Now we just add it to our import loop:

void CleanImports()
{
    PIMAGE_DOS_HEADER dosHeader = &__ImageBase;
    
    PIMAGE_NT_HEADERS64 ntHeaders = (PIMAGE_NT_HEADERS64)((DWORD64)dosHeader + dosHeader->e_lfanew);
    PIMAGE_OPTIONAL_HEADER64 optionalHeader = &ntHeaders->OptionalHeader;

    PIMAGE_IMPORT_DESCRIPTOR currentImportDescriptor = (PIMAGE_IMPORT_DESCRIPTOR)((DWORD64)(dosHeader)+optionalHeader->DataDirectory[IMAGE_DIRECTORY_ENTRY_IMPORT].VirtualAddress);
    while (currentImportDescriptor->FirstThunk)
    {
        PIMAGE_THUNK_DATA64 currentFirstThunk = (PIMAGE_THUNK_DATA64)((DWORD64)(dosHeader)+currentImportDescriptor->FirstThunk);
        PIMAGE_THUNK_DATA64 currentOriginalFirstThunk = (PIMAGE_THUNK_DATA64)((DWORD64)(dosHeader)+currentImportDescriptor->OriginalFirstThunk);

        DWORD oldProtect;
        if (!VirtualProtect(currentOriginalFirstThunk, sizeof(IMAGE_THUNK_DATA64), PAGE_READWRITE, &oldProtect))
            return;

        while (currentOriginalFirstThunk->u1.Function)
        {             
            if (!VirtualProtect(currentFirstThunk, sizeof(IMAGE_THUNK_DATA64), PAGE_READWRITE, &oldProtect))
                continue;
            
            PIMAGE_IMPORT_BY_NAME thunkData = (PIMAGE_IMPORT_BY_NAME)((DWORD64)(dosHeader)+currentOriginalFirstThunk->u1.AddressOfData);

            PVOID jumpcode = GetShellCode(currentFirstThunk->u1.Function);
            currentFirstThunk->u1.Function = (ULONGLONG)jumpcode;

            currentOriginalFirstThunk++;
            currentFirstThunk++;
        }

        currentImportDescriptor++;
    }
}

Please note that the import descriptor section is not writable by default and so you need to change its protection.

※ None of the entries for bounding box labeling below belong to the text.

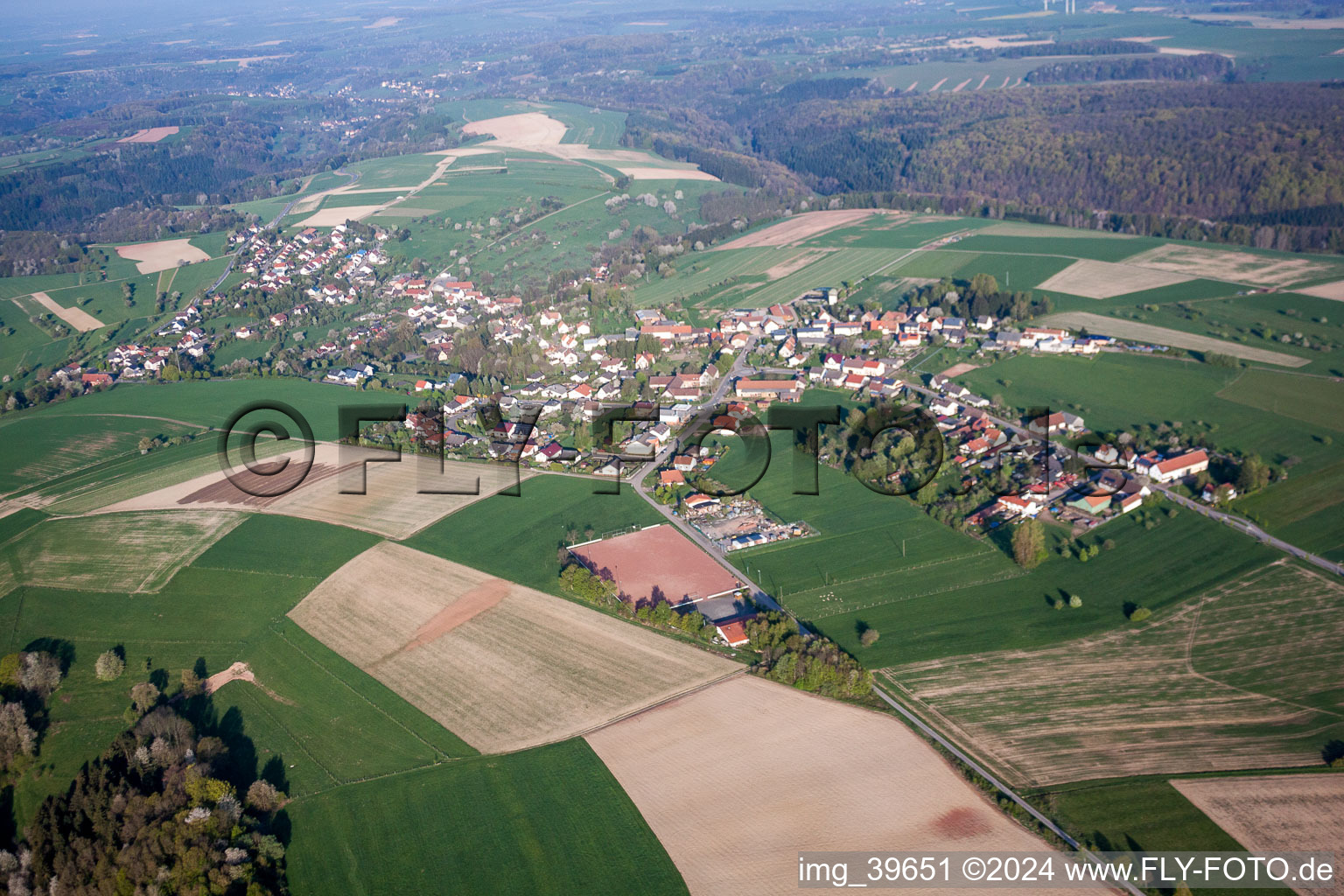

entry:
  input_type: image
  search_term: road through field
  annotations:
[872,685,1144,896]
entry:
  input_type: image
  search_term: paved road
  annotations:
[1148,481,1344,575]
[872,685,1144,896]
[206,168,363,296]
[630,336,793,615]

Now if we try to dump our program, the imports will be hidden:

Obviously, this just by itself will not really help you with anything but combined with some code virtualization and other clever tricks this can waste some time of people trying to reverse engineer your program.